Parsing runs entirely in your browser with JavaScript, so none of your URLs are uploaded. Repeated keys are preserved as separate rows, values are fully decoded for readability, and the source URL column lets you trace every parameter back to the exact link it belongs to.
Features
- Processes many URLs at once, extracting the query parameters from each and combining them into one table.
- Isolates the query string after the question mark and ignores any fragment following a hash symbol.
- Decodes percent-encoded characters and converts plus signs to spaces so values are human readable.
- Lists every occurrence of a repeated key on its own row so multi-value parameters are never merged away.
- Includes a source URL column so each parameter row can be traced back to the exact link it came from.
- Handles keys without a value gracefully, showing them with a blank value rather than skipping them.
- Exports the parameter table to CSV or XLSX, or copies it to the clipboard for analysis and reporting.
How to use Query Parameter Extractor
- Paste your URLs into the input box, one per line or separated by spaces.
- Let the extractor run automatically and read the resulting table of key, value, and source rows.
- Scan the decoded values to confirm tracking tags, tokens, or filters contain what you expected.
- Look for repeated keys, which appear as separate rows, to understand multi-value parameters.
- Use the source URL column to trace any parameter back to the specific link it originated from.
- Export the table to CSV or XLSX, or copy it, to attach to a ticket or import into a spreadsheet.
Benefits
- Developers debug API calls and redirects by seeing every parameter each URL carries at once.

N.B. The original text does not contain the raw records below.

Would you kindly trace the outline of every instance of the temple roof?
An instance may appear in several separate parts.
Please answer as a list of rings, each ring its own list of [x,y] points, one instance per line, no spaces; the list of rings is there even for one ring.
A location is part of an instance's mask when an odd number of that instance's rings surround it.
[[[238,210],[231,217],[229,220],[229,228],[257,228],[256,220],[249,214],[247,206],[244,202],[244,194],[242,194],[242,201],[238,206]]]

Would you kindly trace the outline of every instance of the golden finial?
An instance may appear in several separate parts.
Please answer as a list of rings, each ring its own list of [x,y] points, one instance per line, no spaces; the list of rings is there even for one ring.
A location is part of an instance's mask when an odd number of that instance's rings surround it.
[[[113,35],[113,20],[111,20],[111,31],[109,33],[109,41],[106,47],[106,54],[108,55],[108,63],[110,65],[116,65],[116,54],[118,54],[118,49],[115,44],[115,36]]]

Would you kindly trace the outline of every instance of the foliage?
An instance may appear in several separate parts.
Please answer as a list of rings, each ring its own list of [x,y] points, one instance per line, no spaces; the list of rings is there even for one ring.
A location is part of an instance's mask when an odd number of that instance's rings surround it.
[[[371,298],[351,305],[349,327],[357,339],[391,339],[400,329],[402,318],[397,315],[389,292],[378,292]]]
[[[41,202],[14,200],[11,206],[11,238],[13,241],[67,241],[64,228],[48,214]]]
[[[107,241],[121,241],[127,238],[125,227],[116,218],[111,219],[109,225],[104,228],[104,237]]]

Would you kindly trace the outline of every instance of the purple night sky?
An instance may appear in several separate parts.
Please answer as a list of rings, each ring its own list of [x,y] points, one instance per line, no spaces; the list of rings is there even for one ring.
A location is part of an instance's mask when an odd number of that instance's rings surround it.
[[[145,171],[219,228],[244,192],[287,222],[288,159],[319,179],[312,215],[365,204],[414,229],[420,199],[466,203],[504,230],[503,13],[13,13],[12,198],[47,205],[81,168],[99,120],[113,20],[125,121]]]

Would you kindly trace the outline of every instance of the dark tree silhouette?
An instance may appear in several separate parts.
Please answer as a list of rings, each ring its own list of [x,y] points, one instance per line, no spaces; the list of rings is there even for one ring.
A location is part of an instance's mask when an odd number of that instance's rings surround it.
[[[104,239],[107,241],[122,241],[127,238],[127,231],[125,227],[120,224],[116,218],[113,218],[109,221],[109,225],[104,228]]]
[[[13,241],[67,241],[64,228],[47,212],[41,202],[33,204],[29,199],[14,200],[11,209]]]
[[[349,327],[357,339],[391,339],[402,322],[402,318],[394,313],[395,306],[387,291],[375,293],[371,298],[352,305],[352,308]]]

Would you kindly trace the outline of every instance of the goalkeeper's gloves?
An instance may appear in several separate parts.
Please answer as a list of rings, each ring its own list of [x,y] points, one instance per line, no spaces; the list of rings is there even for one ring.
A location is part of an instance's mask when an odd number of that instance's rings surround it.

- QA engineers verify that generated links across a batch include the correct encoded parameters.
- Marketers audit many campaign URLs together to confirm UTM tags are present and spelled correctly.
- Analysts pull apart logged URLs in bulk to understand user filters, search terms, and pagination.
- Support teams paste several customer links to quickly spot a malformed or missing parameter.
- Local processing keeps URLs with session tokens and signed parameters private on your device.
A query string begins after the question mark in a URL and consists of key=value pairs joined by ampersands, with reserved characters percent-encoded and spaces often written as plus signs. This tool reverses that encoding for every parameter it finds, so a value like %40 becomes an at sign and a plus becomes a space, letting you read the genuine content rather than its transport form.
Handling many URLs at once is what sets this apart from a single-URL parser. When you are auditing an export of tracked links or comparing campaign variants, seeing all parameters side by side with their source URLs makes inconsistencies jump out, such as a missing UTM term on one link or an extra tracking tag on another. The source column keeps every row traceable no matter how many links you paste.
Because parsing is performed locally in your browser, nothing you paste is uploaded or stored, which matters because URLs frequently embed session tokens, signed parameters, and internal identifiers. Repeated keys are kept as distinct rows rather than collapsed, so multi-value parameters are represented faithfully. If you only need to inspect a single URL in depth, the Query String Parser is a focused companion.